Présenté en novembre à Rennes dans le cadre du festival du Théâtre National de Bretagne, ce spectacle était un des temps forts d’une programmation de grande qualité. On a pu y découvrir aussi Extra Life, nouvelle création d’une beauté prenante de Giselle Vienne qui installe ses interprètes, Adèle Haenel, Theo Livesey et Katia Petrowick, la nuit dans un terrain vague noyé dans la brume où, de retour d’une fête, une voiture s’est arrêtée. À la lisière du lysergique et du fantastique, l’interaction étroite entre jeu, gestuelle, marionnette, bande-son et lumières façonne une atmosphère fluctuante où se profile un drame plus suggéré que montré. Les protagonistes y composent un triangle amoureux traversé par des états émotifs contradictoires, voire violents et conflictuels. Avec des larmes et des rires, des jeux tendres ou cruels, des plaisanteries qui peut-être n’en sont pas et des moments harmonieux d’extase sensuelle, ce spectacle très réussi saisit par son mélange intriguant à la fois troublant et halluciné de feu et de glace. 

Si l’on peut dire que dans Extra Life, Giselle Vienne nous emmène ailleurs, avec The Shadow Whose Prey the Hunter Becomes, autre création présentée à Rennes dans le cadre du festival, les Australiens du Back to Back Theatre abordent des questions nettement plus prosaïques, même si traitées avec un délicieux sens de l’humour. Interprétée par trois acteurs en situation de handicap mental, cette pièce met en scène une réunion d’experts qui examinent des problèmes contemporains tels le harcèlement sexuel, la pédophilie, l’exploitation des handicapés mentaux ou la question de l’intelligence artificielle. Tout ça a l’air très sérieux sauf que cette réunion ressemble en même temps à un spectacle que les acteurs, en l’occurrence Simon Laherty, Sarah Mainwaring et Scott Price, se donnent à eux-mêmes. Jouant sur les effets de distanciation, ils passent subrepticement du premier au second degré et réciproquement. Par exemple, quand Sarah déclare qu’elle a oublié ce qu’elle devait dire, Scott tape la question « Que faire quand une handicapée mentale panique ? » sur un moteur de recherche. Scott et Simon se demandent à quel point les gens dits « normaux » le sont vraiment – et concluent qu’en réalité, « les gens normaux, non plus, ne sont pas normaux ». S’adressant à la salle pour savoir si le public arrive à suivre ce qui a lieu sur le plateau, ils rigolent : « On dirait des enfants ». Plus tard ils précisent : « Nous avons organisé cette rencontre parce que nous devons sauver le monde ». Leur talent et leur ironie pince-sans-rire sont tels qu’on rêve de leur donner raison.
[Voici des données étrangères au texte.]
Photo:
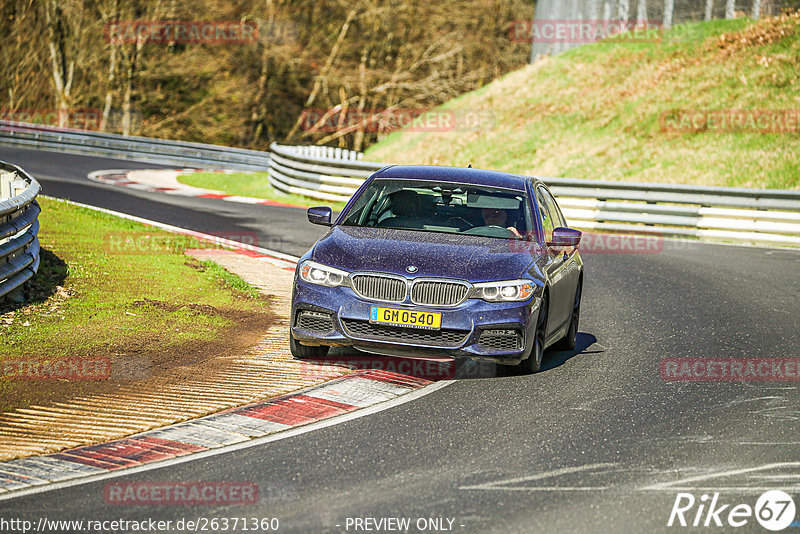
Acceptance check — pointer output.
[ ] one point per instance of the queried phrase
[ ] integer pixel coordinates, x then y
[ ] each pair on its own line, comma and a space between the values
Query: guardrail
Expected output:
146, 149
764, 216
318, 172
19, 226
The Shadow Whose Prey the Hunter Becomes, mise en scène Bruce Gladwin, du 13 au 17 décembre au Théâtre de la Bastille, Paris (75). Dans le cadre du Festival d’Automne à Paris.

Extra Life, de et par Giselle Vienne, le 1er décembre au Maillon, Strasbourg (67). Du 6 au 17 décembre à la MC93, Bobigny (93). Dans le cadre du Festival d’Automne à Paris. Du 31 janvier au 1er février 2024, à la MC2, Grenoble.